Game to Learn? Dr Bronwyn Stuckey, Innovative Educational Ideas & Massively Productive
Games are more than just fun motivators for learning. They offer learners the opportunity to grapple with complex problems and learn about themselves and the impact they as individuals can have on their world. Whether in the River of Justice, Quest Atlantis, Minecraft or World of Warcraft, the virtual world game brings together the power of videogames, academics, and participation in socially-meaningful activities. Playing these games serves to enhance the lives of children while helping them grow into confident, knowledgeable, responsible, and empathetic adults. This session will examine the ways in which these games are truly transformational when learners tinker with, roleplay, design and mod concepts and practices to solve authentic real world problems. We will also look at the role of the educator in this context and why teachers, as learners themselves, need to get back in touch with their own sense of play.

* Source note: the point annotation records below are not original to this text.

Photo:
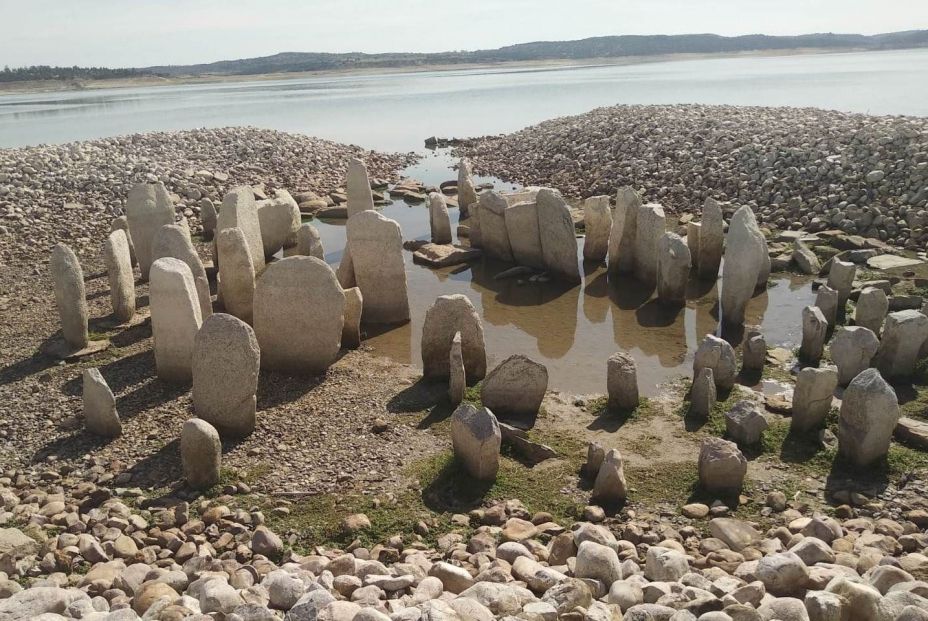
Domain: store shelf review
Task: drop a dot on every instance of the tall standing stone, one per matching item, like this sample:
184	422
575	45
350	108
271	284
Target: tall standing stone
623	232
869	413
226	360
70	296
711	240
175	318
439	222
673	273
558	236
236	273
597	218
376	246
299	313
119	273
148	209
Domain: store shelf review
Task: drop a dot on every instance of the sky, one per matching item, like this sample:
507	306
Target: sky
136	33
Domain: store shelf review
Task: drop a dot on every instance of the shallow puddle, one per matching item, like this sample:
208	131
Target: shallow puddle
571	329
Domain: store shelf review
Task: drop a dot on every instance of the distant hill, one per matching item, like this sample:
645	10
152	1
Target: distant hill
595	47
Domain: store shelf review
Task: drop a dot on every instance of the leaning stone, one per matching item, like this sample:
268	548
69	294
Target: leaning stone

Cultural Bridges – Connecting Students to Students to Increase Cultural Awareness Jan Zanetis, Education Advocate for Cisco Systems in Australia
Developing cultural awareness and global citizenship is critical in today’s classrooms. What better way for students to interact with peers from around the world than with interactive videoconferencing? Hear from students and teachers that have participated in video conversations with students from across the world… to exchange cultural information and practice language skills. Find out how simple it is to identify a collaborative project for your students to participate in or to post your own project ideas. Discover how these cultural exchanges can lead to lasting relationships that span the distance and connect into multiple areas of your curriculum.